Peut-être l’auteur veut-il montrer qu’il n’y a pas grand-chose à espérer de ces dernières structures ? Soit. Mais pourquoi reporter cette impuissance et ces désunions sur une société qui fait par ailleurs preuve de ses capacités d’initiative et de résistance ? Ainsi que se plaît à le rappeler un Mazin Qumsiyeh, le seul fait de s’affirmer et d’exister en tant que Palestinien constitue en soi un formidable acte de résistance. Le lancement de la campagne BDS (4), les manifestations pacifiques hebdomadaires dans des localités comme Bil’in, les implantations de nouveaux villages symboliques sur des terres menacées par les colons, témoignent de la réalité d’une résistance réelle, opiniâtre et inventive, qu’il serait absurde de confondre avec les directions qui prétendent la représenter.

UNE OCCUPATION OCCULTÉE ?

L’absence de personnage israélien dans les romans de Matt Rees peut prêter à confusion. Ne serait-ce qu’une apparence ? En un sens, oui, car les problèmes de déplacement des Palestiniens sont omniprésents, ne serait-ce qu’en raison des postes de contrôle (checkpoints) et de la nécessité d’obtenir des autorisations (temporaires) pour certains voyages. Les occupants sont donc bien là, mais de manière impersonnelle : ils ne sont pas des héros de roman, fussent-ils négatifs.

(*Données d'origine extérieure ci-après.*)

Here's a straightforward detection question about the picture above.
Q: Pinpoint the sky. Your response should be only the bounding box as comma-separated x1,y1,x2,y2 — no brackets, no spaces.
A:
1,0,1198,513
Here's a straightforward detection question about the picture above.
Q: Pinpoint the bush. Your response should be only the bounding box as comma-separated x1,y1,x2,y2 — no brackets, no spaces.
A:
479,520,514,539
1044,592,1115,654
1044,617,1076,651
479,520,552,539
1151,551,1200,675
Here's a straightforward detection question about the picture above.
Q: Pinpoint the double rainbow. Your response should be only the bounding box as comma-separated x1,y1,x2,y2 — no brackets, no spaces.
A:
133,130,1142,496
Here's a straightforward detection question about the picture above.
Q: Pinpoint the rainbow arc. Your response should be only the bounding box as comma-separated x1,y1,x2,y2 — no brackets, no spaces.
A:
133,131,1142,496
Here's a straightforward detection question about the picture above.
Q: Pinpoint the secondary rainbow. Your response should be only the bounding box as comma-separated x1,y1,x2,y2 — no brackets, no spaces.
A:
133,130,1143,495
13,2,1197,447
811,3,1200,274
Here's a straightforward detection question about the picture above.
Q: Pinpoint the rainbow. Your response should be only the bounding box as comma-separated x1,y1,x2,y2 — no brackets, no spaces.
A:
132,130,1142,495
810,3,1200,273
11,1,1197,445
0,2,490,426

Mais un aspect de l’occupation disparaît du même coup ; car, roman noir ou pas roman, les Israéliens, armée ou colons, sont les principaux criminels à l’œuvre dans les territoires palestiniens : il ne se passe pratiquement pas de mois, si ce n’est de semaine, sans un ou plusieurs assassinats de civils palestiniens. Ne parlons même pas des mauvais traitements ou des arrestations arbitraires, y compris d’enfants. La police palestinienne a pour consigne de se retirer lorsqu’intervient l’armée « la plus morale du monde » (sic).

S’agit-il d’un choix littéraire justifié par l’obligation de se concentrer sur un sujet précis, et le désir de ne pas dériver du roman policier vers un genre qui s’apparenterait plutôt au roman de guerre ? Cela peut se défendre, mais il s’ensuit également que c’est tout un aspect de la vie quotidienne des Palestiniens qui disparaît du tableau présenté. Il y a plus noir que le noir du roman noir. Que le lecteur ne l’oublie pas.

Mais qu’il ne boude pas non plus son plaisir : les trois ouvrages cités présentent des intrigues construites selon toutes les règles de la littérature policière, et le lecteur se régale en marchant sur les traces d’un détective amateur somme toute bien sympathique.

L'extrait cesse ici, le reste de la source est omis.